What Does Minority Shareholder Mean? Who Are Minority Shareholders?
Minority rights in closed type joint stock companies are in question for the shareholder or owners who own at least 1/10 of the basic capital. In public joint stock companies, minority rights are granted to the shareholder or owners who own at least 5% (1/20) of the issued capital. Therefore, within the framework of these ratios, 10%, 15% or 42% of the shareholders with capital are minority shareholders, while the shareholder with 51% of the capital is considered as the dominant partner in accordance with the majority principle. Rights of the minority owner;
Right to Representation in the Board of Directors
The first of the most important and new rights granted to minority shareholders within the scope of the New Turkish Commercial Code is the representation right of the minority shareholder in the board of directors in joint stock companies. According to the relevant regulation, the minority is given the right to be represented in the board of directors, provided that it is stipulated in the articles of association.
Right to Propose Candidates
With the articles of association, the minority may also be entitled to propose candidates. If there is no justified reason, the person nominated by the minority shareholders must be elected as a member by the general assembly. In the justification of the new Turkish Commercial Code, the recognition of this right has been evaluated as “a contribution that cannot be neglected in terms of social policy and benefit”.
Right to Request Termination
With the new Turkish Commercial Code, minority shareholders have been granted the right to demand the termination of the company with just cause, both in publicly-held joint stock companies and closed-type joint stock companies. According to the relevant regulation, in the presence of just cause, minority shareholders may request a decision to dissolve the company from the commercial court of first instance where the headquarters of the company is located. The concept of just cause is not defined in the New Turkish Commercial Code; However, the continuous violation of minority rights and individual rights, especially the violation of the right to obtain and review information, was deemed “just cause”. It is the court that will decide whether the reasons alleged are justified or not.
Right to Request Special Audit
In the new Turkish Commercial Code, minority shareholders have the right to request a special audit. According to the relevant regulation, if the general assembly rejects the special audit request made by the shareholders, the minority shareholders may request the appointment of a special auditor within three months from the commercial court of first instance where the headquarters of the company is located. In other words, if the shareholder requested a special audit, but the request was rejected by the general assembly, only the minority shareholders can request the court to appoint a special auditor.
Requesting the Printing of Registered Shares
With the new Turkish Commercial Code, it is required that the minority has made a request for the printing of registered shares. In this respect, at the request of minority shareholders in closed joint stock companies, registered shares will be printed and distributed to all registered shareholders. Thus, unlawful methods such as non-printing and non-distribution of share certificates in closed joint stock companies, especially family companies, deprivation of the shareholders from proving these titles, restriction of transfer opportunities, have been prevented. If the minority does not make such a request, there will be no obligation to print stocks.
Right to Invite the General Assembly to the Extraordinary Meeting
In addition to the innovations explained above, there are also some minority rights protected by the New Turkish Commercial Code. One of them is the right to invite the general assembly to an extraordinary meeting and to add items to the agenda. Minority shareholders may request in writing from the board of directors to call the general assembly meeting or, if the general assembly meeting is already to be held, to put on the agenda the issues they want to be resolved, by stating the delaying reasons and the agenda.

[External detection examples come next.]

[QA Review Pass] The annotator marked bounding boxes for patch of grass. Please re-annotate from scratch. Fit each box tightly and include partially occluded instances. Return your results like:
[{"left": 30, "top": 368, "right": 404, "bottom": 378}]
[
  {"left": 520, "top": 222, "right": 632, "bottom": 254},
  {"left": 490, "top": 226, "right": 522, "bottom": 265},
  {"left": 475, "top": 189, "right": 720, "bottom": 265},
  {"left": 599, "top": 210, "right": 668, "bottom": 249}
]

The Key Role of the Founders in the Hand of the Initial Management and Supervisory Board
In the new Turkish Commercial Code, the minority shareholders have been given the right to vote negatively on the settlement and release of the founders, the first board of directors and members of the supervisory board. According to the relevant regulation, the peace and release of these persons is subject to the condition that the minority does not vote negatively on this issue. Although it is not possible to increase the mentioned 1/10 and 5% rates with the articles of association, it is possible to decrease them.
Right to Postpone Negotiations of Financial Statements
In accordance with the relevant provision in the new Turkish Commercial Code, the minority may request from the general assembly to postpone the financial statements and the negotiations on related issues for 1 month. In this case, the meeting is postponed for one month by the decision of the chairman, without the need for a decision by the general assembly. The minority request for a postponement of the negotiation of the financial statements for a month later is sufficient, and there is no need to provide a separate reason.